Everyone expects fireworks when they fall in love. For Noam and Hagit, the skies lit up on their wedding day – two months ago. But these fireworks weren’t fun. These were rockets fired by Arab terrorists.
Hundreds of rockets from the Gaza Strip were aimed at cities in southern Israel, placing more than a million Israelis under the threat of death. The army had important decisions to make. So did Noam and Hagit.
Noam Blau, 27, and Hagit Brodsky, 27, had waited nine years for this day. They met when they were studying in a technical program after high school and before the army.
Though his family kept nudging him, Noam was a bit slow to propose. Finally on a trip to Eilat in December 2011, Noam popped the question.
“I knew who I wanted to marry,” says Noam. “And I knew where – three years earlier I had seen this wedding hall in Ashdod, and I knew that’s the venue I wanted. I just didn’t know when.” Together they decided on the date – Sunday, March 11, 2012.
“Most of that Sunday I spent in the bridal salon,” says Hagit. “The sirens went off four times, and each time we had to stop what we were doing and head for the shelters.” Ashdod is a coastal city about 14 miles from the Gaza Strip. The rocket attacks began on Friday.
“One thing I love about Noam is that he’s such a calm guy,” says Hagit. “My family comes from Argentina and we’re a bit more emotional.”
“Hagit has an inner strength that I admire,” says Noam. “My grandfather was a Holocaust survivor, and I always value that quality in people.”
Calmness and strength were both needed the weekend of the wedding.
“The phone didn’t stop ringing on Saturday night,” says Hagit. There were 330 invited guests and everyone wanted to know– would the Home Front Command allow the wedding to proceed as planned or would they have to move the venue to a northern city?
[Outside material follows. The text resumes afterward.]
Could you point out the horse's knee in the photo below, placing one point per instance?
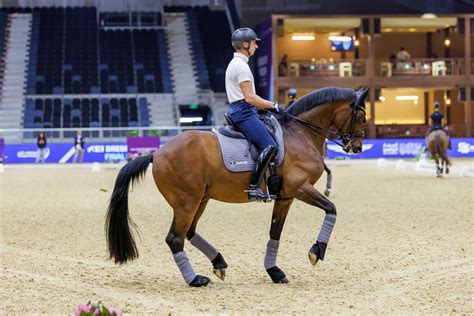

The wedding hall owner was in constant communication with the authorities and there was no order to change plans.
What about provisions for shelter at the hall? “Space for everyone” was the response. Hopefully it wouldn’t be needed, but it was available. Noam was methodical in analyzing the situation. After all, he’s an engineer.
There was much encouragement. “We are with you,” wrote their friends in text messages. “We support you,” said the family. No one suggested they cancel. “It may mean that we shuttle between the dance floor and shelter, but the wedding will go on,” said Noam. “Hopefully this is a once-in-a-lifetime event.”
The bride, as a non-commissioned officer in the standing army, knew the seriousness of these alerts.
Many of her friends were also army personnel and all reassured the young couple. With a green-light from Home Front Command, some 300 family members and friends came for the celebration.
“One siren went off at the reception before the ceremony,” says Hagit, “but then the skies were silent, and the wedding music filled the air.”
Life has its ironies. Noam and Hagit are both residents of Rishon Letzion in central Israel, which was out of line of the rocket fire at the time, but they chose to marry in Ashdod because Noam liked a particular hall. The joy of the occasion was triumphant.